Per gli italiani, Hobsbawm è comunque due cose: lo storico del "mito" di Robin Hood, inventore della geniale definizione di "banditismo sociale" e il teorizzatore del XX secolo come "secolo breve" (nel volume The Age of Extremes: The Short Twentieth Century 1914-1991, uscito nel 1994 e tradotto in Italia da Rizzoli nel ’95). Per lui, dopo il "lungo" Ottocento, il Novecento era anzitutto, se non esclusivamente, l’età dei due grandi totalitarismi e del loro esito, tragico per il nazionalsocialismo e laborioso, faticoso, drammatico per il comunismo. Ma oggi, questo suo secolo cominciato con la prima guerra mondiale e terminato nel 1991 col crollo dell’impero sovietico, ci lascia perplessi. Evidente la copia di un altro secolo breve, quello tale per eccellenza, il Settecento, cominciato, com’è stato detto, con la morte del Re Sole nel 1715 e terminato con la presa della Bastiglia. Analizzando gli anni tra il 1914 e il 1991, lo storico scrisse: «Il secolo breve è stato un’epoca di guerre religiose, anche se le religioni più militanti e assetate di sangue sono state le ideologie laiche affermatesi nell’Ottocento, cioè il socialismo e il nazionalismo, i cui idoli erano astrazioni oppure uomini politici venerati come divinità».
Oggi però ci chiediamo se il Novecento non sia stato un secolo lungo se non lunghissimo, già avviato con il 1870 (l’anno della débacle della Francia dinanzi alla Germania, avvìo di una lunga révanche) e con il 1878, l’anno del Congresso di Berlino che s’illuse di sistemare le questioni balcanica e orientale (le medesime che ci troviamo dinanzi oggi) per finire ben oltre il fatidico 11 settembre del 2001, nella crisi ormai avviata.
Novecento come ultimo secolo di quella che Zygmunt Bauman ha definito «Modernità solida», come avvio del mondo postmoderno.
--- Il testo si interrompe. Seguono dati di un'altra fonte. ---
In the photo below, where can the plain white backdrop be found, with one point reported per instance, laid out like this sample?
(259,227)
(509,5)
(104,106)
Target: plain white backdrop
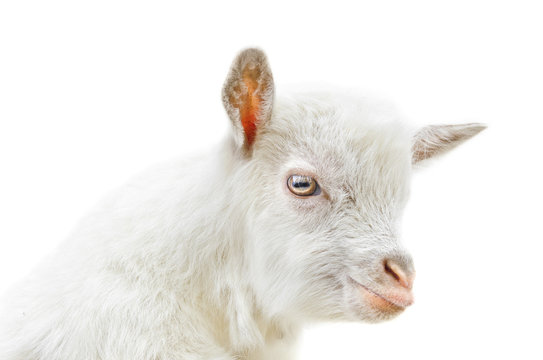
(92,92)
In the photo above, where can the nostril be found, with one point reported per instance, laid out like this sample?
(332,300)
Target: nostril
(397,273)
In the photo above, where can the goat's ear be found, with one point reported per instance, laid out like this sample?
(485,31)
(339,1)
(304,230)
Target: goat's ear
(248,95)
(435,140)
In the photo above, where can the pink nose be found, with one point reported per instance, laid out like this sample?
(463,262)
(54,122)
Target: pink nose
(399,274)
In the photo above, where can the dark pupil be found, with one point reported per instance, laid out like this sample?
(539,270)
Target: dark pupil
(301,183)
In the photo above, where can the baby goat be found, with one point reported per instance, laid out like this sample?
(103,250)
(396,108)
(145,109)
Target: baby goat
(293,218)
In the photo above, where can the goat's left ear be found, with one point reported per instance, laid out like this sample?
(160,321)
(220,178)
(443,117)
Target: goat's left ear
(435,140)
(248,95)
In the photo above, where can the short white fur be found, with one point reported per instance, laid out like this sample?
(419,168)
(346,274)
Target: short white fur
(213,258)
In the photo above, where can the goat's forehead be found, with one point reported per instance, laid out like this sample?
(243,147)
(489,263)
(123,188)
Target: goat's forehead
(341,132)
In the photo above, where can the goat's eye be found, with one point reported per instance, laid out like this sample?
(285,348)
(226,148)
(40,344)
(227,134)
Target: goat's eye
(302,185)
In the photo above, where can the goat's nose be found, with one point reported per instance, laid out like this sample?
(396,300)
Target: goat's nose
(400,274)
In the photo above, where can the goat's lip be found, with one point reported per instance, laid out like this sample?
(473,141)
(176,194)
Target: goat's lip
(395,301)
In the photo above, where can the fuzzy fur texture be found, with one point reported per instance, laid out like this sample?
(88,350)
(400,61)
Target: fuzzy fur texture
(213,258)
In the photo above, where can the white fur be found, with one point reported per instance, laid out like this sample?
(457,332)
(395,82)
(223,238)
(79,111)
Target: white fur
(213,258)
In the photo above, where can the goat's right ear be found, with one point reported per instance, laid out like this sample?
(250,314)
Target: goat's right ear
(435,140)
(247,95)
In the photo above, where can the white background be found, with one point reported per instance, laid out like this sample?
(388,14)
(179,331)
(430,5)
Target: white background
(92,92)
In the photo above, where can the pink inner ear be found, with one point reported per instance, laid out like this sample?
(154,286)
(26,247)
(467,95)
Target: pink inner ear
(251,105)
(248,120)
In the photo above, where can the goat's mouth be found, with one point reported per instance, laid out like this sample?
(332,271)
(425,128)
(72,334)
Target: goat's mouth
(383,301)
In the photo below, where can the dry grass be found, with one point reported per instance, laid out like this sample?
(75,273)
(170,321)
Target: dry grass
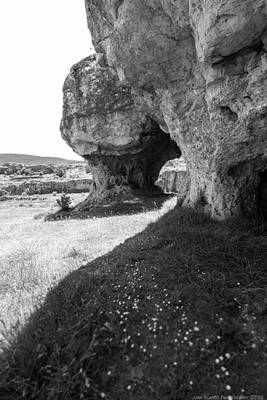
(35,256)
(176,312)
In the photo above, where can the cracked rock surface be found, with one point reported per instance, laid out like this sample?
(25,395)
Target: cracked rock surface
(197,69)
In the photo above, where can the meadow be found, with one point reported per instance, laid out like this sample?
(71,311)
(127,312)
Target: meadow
(176,311)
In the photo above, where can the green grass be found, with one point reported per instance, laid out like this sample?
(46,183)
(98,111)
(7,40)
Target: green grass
(177,311)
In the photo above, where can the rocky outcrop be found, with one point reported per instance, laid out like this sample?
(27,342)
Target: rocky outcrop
(173,178)
(101,122)
(195,69)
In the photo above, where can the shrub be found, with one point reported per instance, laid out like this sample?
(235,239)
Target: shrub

A esso Eric Hobsbawm ha fornito un contributo essenziale, insegnandoci con L’invenzione della tradizione che le tradizioni non sono arcaiche, metastoriche ed eterne, ma si rinnovano e si ridefiniscono di continuo. L’uomo non ricorda, ricostruisce. Una lezione forse da non accettare integralmente, certo però da meditare.